N-ergmTerm {ergm.multi}R Documentation

Evaluation on multiple networks

Description

Evaluates the terms in formula on each of the networks joined using Networks function, and returns either a weighted sum or an lm-style linear model for the ERGM coefficients (Krivitsky et al. 2023). Its syntax follows that of lm closely, with sensible defaults.

The default formula (~1) sums the specified network statistics. If lm refers to any network attributes for which some networks have missing values, the term will stop with an error. This can be avoided by pre-filtering with subset, which controls which networks are affected by the term.

Usage

# binary: N(formula, lm=~1, subset=TRUE, weights=1, contrasts=NULL, offset=0, label=NULL,
#           .NetworkID=".NetworkID", .NetworkName=".NetworkName")

# valued: N(formula, lm=~1, subset=TRUE, weights=1, contrasts=NULL, offset=0, label=NULL,
#           .NetworkID=".NetworkID", .NetworkName=".NetworkName")

Arguments

.NetworkID, .NetworkName

Optional strings indicating the vertex attributes used to distinguish and name the networks; intended to be used by term developers.

formula

a one-sided ergm()-style formula with the terms to be evaluated

lm

a one-sided lm()-style formula whose RHS specifies the network-level predictors for the terms in the ergm() formula formula.

subset, contrasts

see lm().

offset

A constant, a vector of length equal to the number of networks, or a matrix whose number of rows is the number of networks and whose number of columns is the number of free parameters of the ERGM. It can be specified in lm as well.

weights

reserved for future use; attempting to change it will cause an error: at this time, there is no way to assign sampling weights to networks.

label

An optional parameter which will add a label to model parameters to help identify the term (which may have similar predictors but, say, a different network subset) in the output or a function that wraps the names.

Offsets and fixing parameters

By default, an N(formula, lm) term will add p \times q free parameters, where p is the number of free parameters (possibly curved) of the ERGM specified by formula, and q is the number of parameters specified by the lm formula. That is, there would be one parameter for each combination of an ERGM parameter and a linear model parameter, in an ERGM-major order (i.e., for each ERGM parameter, the linear model parameters will be enumerated). For example, the term gwesp() has two free parameters: its coefficient and its decay rate. We can specify a model in which they depend on \log(n) as N(~gwesp, ~log(n)), resulting in the following 4 parameters, with the intercept for the linear model being implicit:

#> [1] "N(1)~gwesp"            "N(log(n))~gwesp"       "N(1)~gwesp.decay"     
#> [4] "N(log(n))~gwesp.decay"

If a different linear model is desired for different ERGM terms (e.g., some are to be affected by network size while others are not), multiple N() terms can be specified. This covers most such cases, but not all. For example, suppose that for the above model, we wish for its coefficient to depend on log(n) but for the decay parameter not to. In this case, one can use the offset() decorator with partial offsetting. Then, specifying offset(N(~gwesp(), ~log(n)), 4), we get:

#> [1] "N(1)~gwesp"                    "N(log(n))~gwesp"              
#> [3] "N(1)~gwesp.decay"              "offset(N(log(n))~gwesp.decay)"

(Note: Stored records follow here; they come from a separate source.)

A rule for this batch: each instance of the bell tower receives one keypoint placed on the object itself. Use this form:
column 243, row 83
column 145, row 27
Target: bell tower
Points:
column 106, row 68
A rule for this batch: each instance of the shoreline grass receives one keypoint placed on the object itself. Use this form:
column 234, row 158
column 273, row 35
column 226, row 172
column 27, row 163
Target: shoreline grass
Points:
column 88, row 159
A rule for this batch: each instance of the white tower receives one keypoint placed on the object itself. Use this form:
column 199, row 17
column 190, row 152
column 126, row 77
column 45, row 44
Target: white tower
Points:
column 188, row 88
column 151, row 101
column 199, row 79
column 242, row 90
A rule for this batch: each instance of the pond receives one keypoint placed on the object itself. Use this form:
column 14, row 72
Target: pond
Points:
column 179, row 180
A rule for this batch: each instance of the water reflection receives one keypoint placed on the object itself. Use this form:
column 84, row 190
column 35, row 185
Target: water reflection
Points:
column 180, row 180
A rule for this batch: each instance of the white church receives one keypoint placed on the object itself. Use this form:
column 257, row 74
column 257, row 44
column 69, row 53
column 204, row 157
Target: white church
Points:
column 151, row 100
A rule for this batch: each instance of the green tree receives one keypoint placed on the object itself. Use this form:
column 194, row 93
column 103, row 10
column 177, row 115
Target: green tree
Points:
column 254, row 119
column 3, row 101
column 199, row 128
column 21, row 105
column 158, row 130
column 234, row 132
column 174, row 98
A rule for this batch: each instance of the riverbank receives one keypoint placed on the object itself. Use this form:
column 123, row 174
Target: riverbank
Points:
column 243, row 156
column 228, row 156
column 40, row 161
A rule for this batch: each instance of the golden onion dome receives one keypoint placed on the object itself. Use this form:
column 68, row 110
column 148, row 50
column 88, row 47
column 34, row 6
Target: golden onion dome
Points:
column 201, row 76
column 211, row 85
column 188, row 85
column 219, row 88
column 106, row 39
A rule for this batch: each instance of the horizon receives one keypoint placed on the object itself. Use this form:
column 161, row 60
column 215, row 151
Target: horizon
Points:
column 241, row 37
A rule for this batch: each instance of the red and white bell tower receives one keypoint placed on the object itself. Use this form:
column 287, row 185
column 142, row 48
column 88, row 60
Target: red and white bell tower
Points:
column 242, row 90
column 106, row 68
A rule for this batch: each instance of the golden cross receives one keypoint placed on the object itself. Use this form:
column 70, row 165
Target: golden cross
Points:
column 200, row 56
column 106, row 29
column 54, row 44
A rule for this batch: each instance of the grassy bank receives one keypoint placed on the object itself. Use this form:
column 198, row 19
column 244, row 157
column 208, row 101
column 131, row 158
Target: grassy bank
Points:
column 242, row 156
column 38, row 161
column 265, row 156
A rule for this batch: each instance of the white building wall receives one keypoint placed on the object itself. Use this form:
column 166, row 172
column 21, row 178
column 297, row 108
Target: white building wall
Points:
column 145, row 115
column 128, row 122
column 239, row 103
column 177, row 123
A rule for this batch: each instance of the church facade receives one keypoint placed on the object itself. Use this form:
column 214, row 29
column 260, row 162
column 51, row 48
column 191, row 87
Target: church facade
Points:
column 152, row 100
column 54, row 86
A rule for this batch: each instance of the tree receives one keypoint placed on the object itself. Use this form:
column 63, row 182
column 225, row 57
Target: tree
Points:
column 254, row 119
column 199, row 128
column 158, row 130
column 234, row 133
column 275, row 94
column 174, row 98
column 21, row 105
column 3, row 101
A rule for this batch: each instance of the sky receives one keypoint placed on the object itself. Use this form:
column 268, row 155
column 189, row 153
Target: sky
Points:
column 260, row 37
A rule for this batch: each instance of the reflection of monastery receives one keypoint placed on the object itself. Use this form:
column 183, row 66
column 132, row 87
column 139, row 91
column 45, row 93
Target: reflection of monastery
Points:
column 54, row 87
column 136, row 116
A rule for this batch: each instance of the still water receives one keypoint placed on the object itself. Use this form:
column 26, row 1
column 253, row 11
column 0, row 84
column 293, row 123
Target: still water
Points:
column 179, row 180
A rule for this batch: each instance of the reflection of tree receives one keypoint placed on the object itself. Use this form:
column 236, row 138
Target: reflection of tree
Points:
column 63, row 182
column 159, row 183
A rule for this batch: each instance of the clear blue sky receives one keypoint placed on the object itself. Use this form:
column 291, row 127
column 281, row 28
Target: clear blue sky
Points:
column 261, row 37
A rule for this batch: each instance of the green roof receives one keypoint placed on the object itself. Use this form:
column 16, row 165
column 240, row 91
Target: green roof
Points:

Then, setting the corresponding offset.coef = 0 will fix the coefficient of log(n) for the decay parameter at 0, while allowing a constant decay parameter to be estimated.

Note

Care should be taken to avoid multicollinearity when using this operator. As with the lm() function, lm formulas have an implicit intercept, which can be suppressed by specifying ~ 0 + ... or ~ -1 + ... on the formula. When lm is given a model with intercept and a categorical predictor (including a logical one), it will use the first level (or FALSE) as the baseline, but if the model is without intercept, it will use all levels of the first categorical predictor. This is typically what is wanted in a linear regression, but for the N operator, this can be problematic if the "intercept" effect is added by a different term. A workaround is to convert the categorical predictor to dummy variables before putting it into the lm formula.

References

Krivitsky PN, Coletti P, Hens N (2023). “A Tale of Two Datasets: Representativeness and Generalisability of Inference for Samples of Networks.” Journal of the American Statistical Association, 118(544), 2213-2224. doi:10.1080/01621459.2023.2242627.

See Also

ergmTerm for index of model terms currently visible to the package.

Keywords

None

vignette("Goeyvaerts_reproduction") for a demonstration.